Frustration of Employment Contract: What to Consider Before Throwing in the Towel

Written by on July 31, 2017.

Like any contract, an employment contract can be “frustrated” when continued performance of the contract becomes impossible or would be radically different because of a dramatic change in circumstances. Employers typically raise frustration of contract to formally end the employment relationship with employees who have been away from work for a long time and are unlikely to return.

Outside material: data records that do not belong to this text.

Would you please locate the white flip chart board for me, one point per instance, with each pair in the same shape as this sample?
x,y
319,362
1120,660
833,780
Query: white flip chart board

The most common reason an employee is unable to return to work and, therefore, where frustration of contract may come up, is when an employee is off work because of a disabling illness. Deciding how long to hold out for the employee’s return or fill their position permanently will always depend on the circumstances. In every situation, however, a few factors can help you assess your options:

  1. Ask for updated medical documentation. Courts give careful consideration to the most current medical documentation as evidence of whether the employee’s return to work is reasonably foreseeable. Before taking the position that an employment contract has been frustrated, ask the employee on leave for updated medical information confirming their condition. Ideally, this information will indicate that there is no reasonable prospect of the employee ever returning to work, or at least in the near future.
  2.  Consider the length of the absence. There is no one-size-fits-all timeline for frustration of an employment contract. Some organizations use a two-year rule, and one decision out of British Columbia suggests that frustration will generally occur somewhere between 18-24 months, but there is no hard-and-fast rule and frustration may occur outside this time range. A lengthy absence coupled with an uncertain prognosis for return may persuade a Court that the employment contract has become frustrated.
  3. Consider the level of responsibility. How quickly employment can be deemed to be frustrated may also depend on the employee’s level of responsibility. For example, a small non-profit organization may not be able to manage without an Executive Director or recruit a temporary replacement. That organization might legitimately claim frustration fairly quickly. On the other hand, a large multi-national corporation would likely have no difficulty replacing a clerical worker with a temporary employee for a lengthy period and so would be expected to keep that position open for the employee on leave.
  4. Pay attention to disability policies and benefits in place. As frustration of contract most often occurs while an employee is off work on disability, the existence of Long Term Disability Benefits and Short Term Disability Benefits in the employment contract may impact the ability to prove frustration of contract. The two-year rule usually matches up with many LTD programs which provide “own occupation” coverage for the first two years, then “any occupation” coverage thereafter. In at least one Ontario case, the court noted that the existence of LTD and STD benefits suggested that the parties had contracted for and anticipated that the employee may be off for a period of time with a disability and so that employer could not claim the employment contract had been frustrated by the employee’s leave.

A few other things to remember:

  • Don’t skip accommodation. If there is a way an employee off work because of disability could return to work with accommodation, their employment cannot be deemed frustrated unless and until the employer can show that it made every reasonable effort to accommodate the employee’s disability to the point of undue hardship.
  • Some entitlements may apply. Where an employment contract is frustrated, the employee is not owed common law notice or pay in lieu of notice. However, if frustration is the result of an injury or illness, the employer does owe the employee their minimum termination and severance entitlements under the Employment Standards Act, 2000.
  • Policies can protect you. It’s always a good idea to have a policy stating that an absence of some period (e.g. two years) will trigger an assessment of the viability of a continuing employment relationship. This lets the employer consider the specific facts in each case but should avoid letting potential frustration situations lapse without attention.